Au regard de ce constat, de l’importance sanitaire, environnementale et sociale de ces espaces, mais aussi parce qu’ils contribuent largement à renforcer l’attractivité de notre territoire, la Région porte l’objectif de faire entrer davantage la nature dans les espaces urbanisés. Les villes et les villages franciliens doivent aujourd’hui faire face à de nouveaux enjeux, défis et mutations dans lesquels les espaces verts et naturels jouent un rôle structurant, indissociable de l’évolution du tissu urbain. Seront ainsi des priorités essentielles pour l’aménagement de l’Île-de-France, la plantation d’arbres le long des principaux axes routiers, le projet de forêt périurbaine de la plaine de Pierrelaye, le développement raisonné et durable du végétal en milieu urbain, la constitution de liaisons vertes. Celles-ci, notamment, associeront des fonctions de déplacement pour les habitants, de continuités écologiques pour les espèces et de rafraichissement des ilots de chaleur.

La Région joue en effet un double rôle, fondamental pour développer et diversifier ces espaces, en lien direct avec ses compétences :

  • elle propose un cadre de référence global, le Schéma directeur de la région Île-de-France (SDRIF), qui combine à la fois les objectifs de la densification des secteurs urbanisés et une offre ambitieuse en espaces verts à créer, qu’ils soient constitués de parcs ou de liaisons vertes tissées dans et entre les espaces urbains ;
  • elle impulse, en tant que chef de file pour la biodiversité et co-pilote du Schéma régional de cohérence écologique (SRCE), la coordination des projets à l’échelle régionale, un accompagnement des acteurs réalisé notamment par Natureparif, une dynamique des actions mises en œuvre par l’Agence des espaces verts et des aides financières auprès des divers maîtres d’ouvrage.

L’articulation de ces deux schémas conforte la nécessité d’augmenter la part du végétal en Île-de-France, en particulier dans les zones déficitaires.

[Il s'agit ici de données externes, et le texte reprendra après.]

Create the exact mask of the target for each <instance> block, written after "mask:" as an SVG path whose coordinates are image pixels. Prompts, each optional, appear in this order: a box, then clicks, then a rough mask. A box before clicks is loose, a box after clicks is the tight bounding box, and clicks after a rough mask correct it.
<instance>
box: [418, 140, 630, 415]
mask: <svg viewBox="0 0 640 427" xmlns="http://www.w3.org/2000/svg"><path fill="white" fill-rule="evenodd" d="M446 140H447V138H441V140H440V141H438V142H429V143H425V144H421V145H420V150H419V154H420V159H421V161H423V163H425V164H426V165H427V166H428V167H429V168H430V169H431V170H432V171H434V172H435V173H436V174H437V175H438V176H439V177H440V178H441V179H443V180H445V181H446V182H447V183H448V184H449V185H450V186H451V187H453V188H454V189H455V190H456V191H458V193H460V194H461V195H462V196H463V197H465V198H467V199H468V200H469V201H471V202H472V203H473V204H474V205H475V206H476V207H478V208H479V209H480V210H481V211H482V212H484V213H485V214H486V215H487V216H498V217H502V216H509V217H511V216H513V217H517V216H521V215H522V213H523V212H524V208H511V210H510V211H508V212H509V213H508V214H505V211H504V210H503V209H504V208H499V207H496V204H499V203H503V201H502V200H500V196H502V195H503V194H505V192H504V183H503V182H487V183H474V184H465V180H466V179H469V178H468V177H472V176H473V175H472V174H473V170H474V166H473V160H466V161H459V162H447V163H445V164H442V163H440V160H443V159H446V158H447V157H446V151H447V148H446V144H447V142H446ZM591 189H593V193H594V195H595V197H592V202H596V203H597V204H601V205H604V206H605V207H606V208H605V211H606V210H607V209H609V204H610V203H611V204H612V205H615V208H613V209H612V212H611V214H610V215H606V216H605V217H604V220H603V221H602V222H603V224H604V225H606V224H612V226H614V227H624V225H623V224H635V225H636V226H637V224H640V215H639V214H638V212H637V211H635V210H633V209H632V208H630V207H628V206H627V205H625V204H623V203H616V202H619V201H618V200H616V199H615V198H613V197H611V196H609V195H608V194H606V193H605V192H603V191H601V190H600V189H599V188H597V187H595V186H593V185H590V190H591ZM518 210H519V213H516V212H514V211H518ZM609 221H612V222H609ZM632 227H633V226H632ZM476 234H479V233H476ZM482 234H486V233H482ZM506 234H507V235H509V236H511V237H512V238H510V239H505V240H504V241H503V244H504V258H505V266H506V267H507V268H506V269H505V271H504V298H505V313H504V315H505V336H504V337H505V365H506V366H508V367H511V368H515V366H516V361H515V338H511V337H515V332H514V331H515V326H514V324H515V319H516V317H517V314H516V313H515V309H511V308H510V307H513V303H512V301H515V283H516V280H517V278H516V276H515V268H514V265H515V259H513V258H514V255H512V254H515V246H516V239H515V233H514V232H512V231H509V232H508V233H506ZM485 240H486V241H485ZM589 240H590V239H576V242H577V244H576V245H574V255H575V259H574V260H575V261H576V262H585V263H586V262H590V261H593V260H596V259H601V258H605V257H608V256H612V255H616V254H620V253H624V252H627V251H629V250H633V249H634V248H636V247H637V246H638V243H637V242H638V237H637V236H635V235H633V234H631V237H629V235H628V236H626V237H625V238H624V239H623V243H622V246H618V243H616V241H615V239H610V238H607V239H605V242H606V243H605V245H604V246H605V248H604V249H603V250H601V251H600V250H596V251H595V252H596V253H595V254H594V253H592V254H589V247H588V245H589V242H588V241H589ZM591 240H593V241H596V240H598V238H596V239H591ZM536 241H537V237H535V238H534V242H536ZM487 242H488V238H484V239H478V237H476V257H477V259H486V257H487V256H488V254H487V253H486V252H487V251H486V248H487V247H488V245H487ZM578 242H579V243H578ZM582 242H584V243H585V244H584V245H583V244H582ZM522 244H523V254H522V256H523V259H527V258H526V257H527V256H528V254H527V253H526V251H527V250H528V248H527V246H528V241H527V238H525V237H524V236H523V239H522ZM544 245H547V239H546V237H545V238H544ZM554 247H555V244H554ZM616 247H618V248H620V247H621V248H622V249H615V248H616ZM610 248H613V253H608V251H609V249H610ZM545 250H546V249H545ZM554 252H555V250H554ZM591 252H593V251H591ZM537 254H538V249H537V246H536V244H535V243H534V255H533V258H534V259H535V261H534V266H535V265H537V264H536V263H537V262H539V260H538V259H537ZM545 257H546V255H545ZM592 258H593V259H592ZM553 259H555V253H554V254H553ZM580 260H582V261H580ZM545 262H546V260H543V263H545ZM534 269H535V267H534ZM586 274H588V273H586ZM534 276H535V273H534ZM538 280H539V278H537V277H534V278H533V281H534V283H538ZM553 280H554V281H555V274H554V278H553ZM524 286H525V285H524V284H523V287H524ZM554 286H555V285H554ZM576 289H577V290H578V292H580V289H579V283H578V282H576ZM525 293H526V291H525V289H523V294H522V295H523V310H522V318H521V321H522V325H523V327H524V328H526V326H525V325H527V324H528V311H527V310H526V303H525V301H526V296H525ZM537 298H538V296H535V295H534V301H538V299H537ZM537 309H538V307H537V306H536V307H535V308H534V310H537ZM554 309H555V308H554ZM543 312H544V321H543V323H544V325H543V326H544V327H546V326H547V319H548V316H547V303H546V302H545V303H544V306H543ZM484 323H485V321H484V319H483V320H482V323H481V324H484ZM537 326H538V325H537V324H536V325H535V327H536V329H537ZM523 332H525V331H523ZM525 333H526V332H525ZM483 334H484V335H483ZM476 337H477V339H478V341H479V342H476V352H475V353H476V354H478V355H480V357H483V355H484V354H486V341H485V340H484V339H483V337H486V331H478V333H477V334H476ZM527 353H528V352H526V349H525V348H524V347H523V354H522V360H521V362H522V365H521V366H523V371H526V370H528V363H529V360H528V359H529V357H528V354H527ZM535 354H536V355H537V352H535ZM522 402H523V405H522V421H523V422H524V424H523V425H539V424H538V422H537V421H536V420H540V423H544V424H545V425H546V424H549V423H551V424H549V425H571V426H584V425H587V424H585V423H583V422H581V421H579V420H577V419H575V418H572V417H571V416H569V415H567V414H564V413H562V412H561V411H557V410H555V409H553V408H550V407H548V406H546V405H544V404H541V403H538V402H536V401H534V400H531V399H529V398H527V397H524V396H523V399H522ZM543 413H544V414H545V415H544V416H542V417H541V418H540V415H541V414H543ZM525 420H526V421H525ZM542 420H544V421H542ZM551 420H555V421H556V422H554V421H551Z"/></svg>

Quel pourcentage de la population francilienne est dans un secteur carencé en espaces verts ?

51 % de la population francilienne est située dans des secteurs comptant moins de 10 m² d’espaces verts et boisés ouverts au public par habitant.

Combien de communes franciliennes sont carencées en espaces verts ?

565 communes sont carencées (au moins 30 % de la population communale est située dans des secteurs comptant moins de 10 m² d’espaces verts et boisés ouverts au public par habitant) et 15 communes, comptant à peine plus de 10 m² par habitant, sont susceptibles de passer sous cette barre symbolique à l’horizon 2030, au regard des objectifs de densification portés par le SDRIF. Ces 580 communes sont dotées globalement de 2 550 ha d’espaces verts et boisés (chiffres 2013). Pour atteindre l’objectif de 10 m² par habitant, il faudrait créer d’ici 2030, 4 200 ha supplémentaires d’espaces verts et boisés dans ces communes, ce qui paraît inatteignable au regard de la densité de l’urbanisation et du manque de potentiel foncier.

Combien de communes franciliennes sont non carencées en espaces verts ?

720 communes sont non carencées (moins de 30 % de la population communale est située dans des secteurs comptant moins de 10 m² d’espaces verts et boisés ouverts au public par habitant).